The Brood tracks Lisa Yuskavage’s development from her emergence in the early 1990s to the present, by focusing on major works in three related painting formats: diptychs, triptychs, and polyptychs. The first two formats are common in the history of art and used conventionally in the context of this exhibition, referring respectively to paintings in two and three parts. The third category, also conventional in art historical parlance, is used somewhat differently here, referring not to a scene presented across several panels, but to a single panel portraying multiple figures. These formal structures have not been a constant in Yuskavage’s career, but emerge periodically. Often, the artist’s most challenging and significant works occur in these formats. As a result, this exhibition is not so much a comprehensive survey of Yuskavage’s career but a story of notable apexes of creativity that together advance an account of her development and identity as a painter.
In addition to redefining Yuskavage’s work in the context of the broader social and cultural narrative of the visual arts, the catalogue and exhibition will deal explicitly with power and class, both abiding interests for the artist, and topics not emphasized in the existing literature. As Yuskavage herself observes, feminism means something very different to people who emerge from the working class and without the benefit of a college education. Progressive ideologies, academic feminism included, claim to speak for the oppressed, but those same ideologies are more often than not written for the masses by the highly educated upper middle class.

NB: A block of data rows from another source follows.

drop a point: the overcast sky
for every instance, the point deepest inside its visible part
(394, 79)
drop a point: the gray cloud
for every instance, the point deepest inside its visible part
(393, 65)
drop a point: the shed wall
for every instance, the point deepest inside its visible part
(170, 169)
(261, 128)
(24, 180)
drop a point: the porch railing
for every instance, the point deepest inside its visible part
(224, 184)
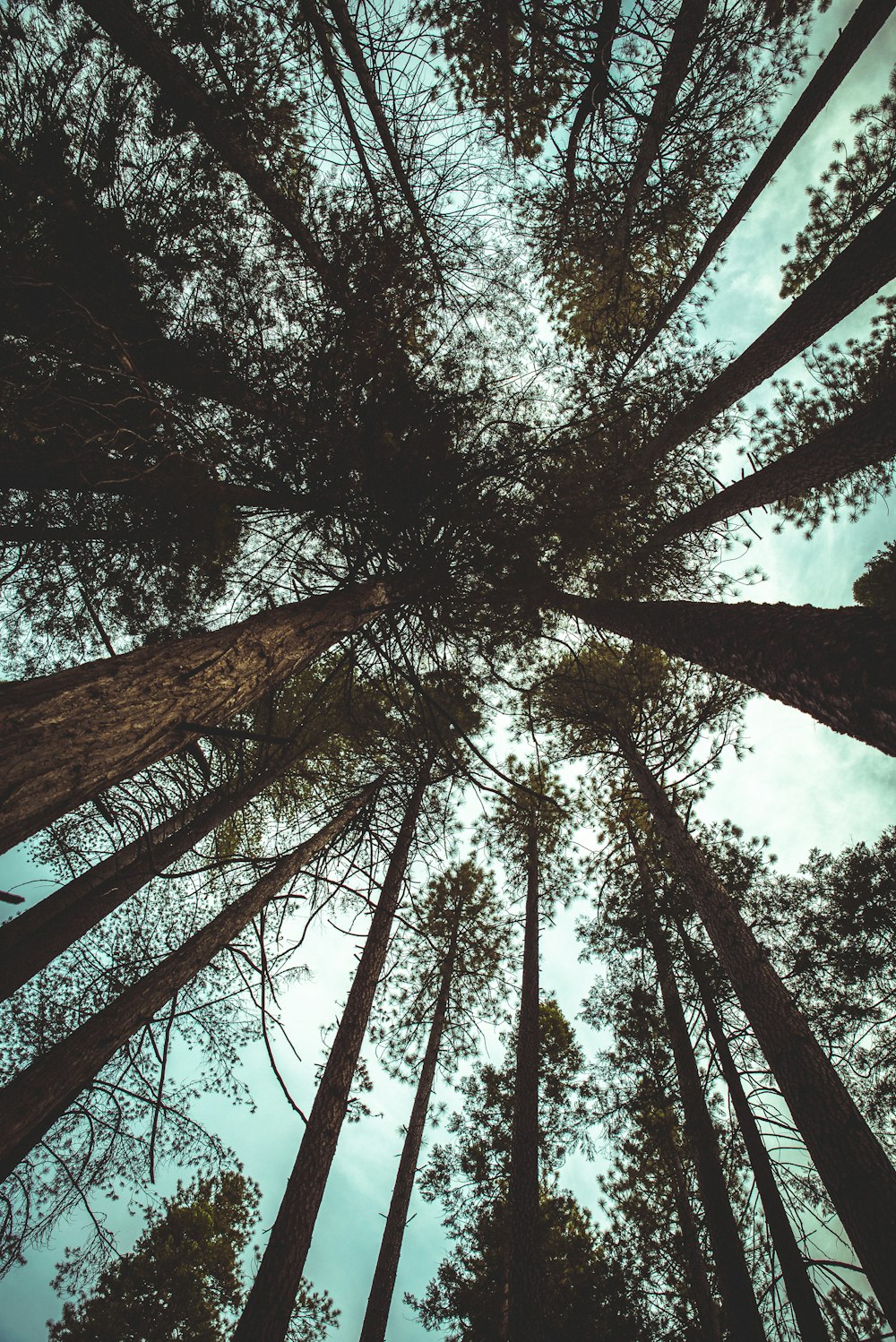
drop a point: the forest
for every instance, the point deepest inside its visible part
(444, 549)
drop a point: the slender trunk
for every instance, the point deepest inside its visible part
(855, 274)
(836, 665)
(850, 1163)
(383, 1277)
(32, 940)
(675, 67)
(34, 1099)
(525, 1303)
(143, 47)
(736, 1286)
(861, 29)
(793, 1269)
(266, 1315)
(861, 439)
(70, 736)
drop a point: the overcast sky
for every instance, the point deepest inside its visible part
(802, 786)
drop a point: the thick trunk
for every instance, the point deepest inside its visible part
(184, 93)
(525, 1298)
(864, 24)
(736, 1286)
(866, 438)
(836, 665)
(266, 1315)
(852, 1166)
(853, 275)
(793, 1269)
(383, 1277)
(70, 736)
(35, 1098)
(32, 940)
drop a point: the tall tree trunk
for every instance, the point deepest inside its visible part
(266, 1315)
(525, 1269)
(35, 1098)
(861, 29)
(852, 1166)
(69, 736)
(32, 940)
(793, 1269)
(864, 266)
(861, 439)
(383, 1277)
(836, 665)
(736, 1286)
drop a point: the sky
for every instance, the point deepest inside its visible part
(802, 786)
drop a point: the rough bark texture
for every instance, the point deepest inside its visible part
(70, 736)
(836, 665)
(736, 1286)
(864, 24)
(383, 1277)
(35, 1098)
(864, 266)
(850, 1163)
(793, 1269)
(525, 1299)
(32, 940)
(866, 438)
(270, 1302)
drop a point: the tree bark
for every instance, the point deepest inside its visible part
(855, 274)
(67, 737)
(383, 1277)
(266, 1315)
(525, 1295)
(850, 1163)
(836, 665)
(793, 1269)
(34, 1099)
(861, 29)
(866, 438)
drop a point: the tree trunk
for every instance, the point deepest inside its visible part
(525, 1296)
(864, 266)
(266, 1315)
(852, 1166)
(383, 1277)
(793, 1269)
(32, 940)
(34, 1099)
(861, 29)
(836, 665)
(67, 737)
(861, 439)
(736, 1286)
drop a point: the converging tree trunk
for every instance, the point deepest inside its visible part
(67, 737)
(836, 665)
(269, 1307)
(34, 1099)
(852, 1164)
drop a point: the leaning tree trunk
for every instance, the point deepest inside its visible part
(32, 940)
(836, 665)
(793, 1269)
(525, 1293)
(34, 1099)
(266, 1315)
(736, 1286)
(861, 439)
(864, 24)
(850, 1163)
(67, 737)
(864, 266)
(383, 1277)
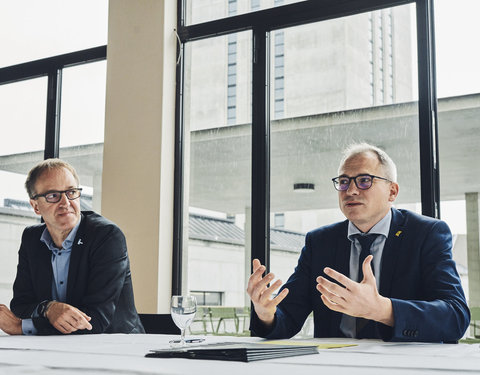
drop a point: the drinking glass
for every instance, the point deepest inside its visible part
(183, 309)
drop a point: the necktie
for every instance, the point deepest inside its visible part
(364, 328)
(366, 241)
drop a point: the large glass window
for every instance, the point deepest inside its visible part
(22, 139)
(458, 85)
(82, 127)
(345, 80)
(217, 102)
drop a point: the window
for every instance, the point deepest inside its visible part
(319, 80)
(217, 166)
(82, 127)
(21, 145)
(32, 93)
(458, 85)
(328, 95)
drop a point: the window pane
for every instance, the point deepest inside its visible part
(31, 29)
(22, 139)
(198, 11)
(82, 127)
(217, 168)
(329, 101)
(458, 82)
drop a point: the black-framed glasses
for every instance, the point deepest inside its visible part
(55, 196)
(362, 181)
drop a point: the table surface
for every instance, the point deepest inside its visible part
(124, 354)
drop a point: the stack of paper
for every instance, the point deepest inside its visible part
(231, 351)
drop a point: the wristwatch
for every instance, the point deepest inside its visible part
(43, 307)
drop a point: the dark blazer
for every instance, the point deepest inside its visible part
(418, 275)
(99, 280)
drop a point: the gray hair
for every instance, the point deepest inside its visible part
(389, 167)
(42, 167)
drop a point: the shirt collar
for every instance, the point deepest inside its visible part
(382, 227)
(67, 243)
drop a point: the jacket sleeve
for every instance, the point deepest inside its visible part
(108, 269)
(442, 314)
(294, 309)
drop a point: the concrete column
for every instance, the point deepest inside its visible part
(138, 161)
(248, 250)
(473, 249)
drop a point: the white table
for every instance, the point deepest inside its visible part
(124, 354)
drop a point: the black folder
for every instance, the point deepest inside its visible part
(234, 351)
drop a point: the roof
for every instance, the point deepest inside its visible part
(208, 228)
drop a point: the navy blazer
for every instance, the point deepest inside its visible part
(99, 280)
(418, 275)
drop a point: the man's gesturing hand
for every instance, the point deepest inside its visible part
(356, 299)
(261, 294)
(66, 318)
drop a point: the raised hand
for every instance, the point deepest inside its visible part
(261, 294)
(356, 299)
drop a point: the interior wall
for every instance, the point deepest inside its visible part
(138, 160)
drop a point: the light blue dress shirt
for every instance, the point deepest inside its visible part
(60, 264)
(347, 324)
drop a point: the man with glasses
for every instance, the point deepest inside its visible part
(73, 273)
(383, 273)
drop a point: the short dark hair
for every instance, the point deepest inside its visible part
(385, 161)
(42, 167)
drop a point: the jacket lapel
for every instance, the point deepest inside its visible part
(391, 251)
(77, 249)
(44, 262)
(342, 265)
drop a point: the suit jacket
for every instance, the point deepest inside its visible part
(99, 280)
(418, 275)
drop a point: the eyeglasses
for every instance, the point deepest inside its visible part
(362, 181)
(55, 196)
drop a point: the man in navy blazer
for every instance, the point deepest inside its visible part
(412, 292)
(73, 274)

Yuskavage, one of the first in her family to attend college, espouses through her work a practical, feminist set of principles that will be dramatized by the paintings assembled in The Brood.
Drawing liberally on the grotesque, crudity, vulgarity, and off-color humor, Yuskavage’s way of painting, and the subjects she paints, compel people to think honestly about their own personal biases, mores, appetites and dislikes, and to engage in conversation with her bracing works. A carnivalesque celebration of painting and its enduring capacity to rub up against the world, this exhibition will shift the viewer’s understanding of Yuskavage’s art as well as the social worlds to which her paintings so uncomfortably relate.
The presentation of The Brood represents an extraordinary opportunity to engage a broad and diverse constituency of students, scholars and the general public. Yuskavage will have a brief residency at the Rose, supported by the Warhol Foundation, during which time she will mentor young artists and speak in a range of forums about her work.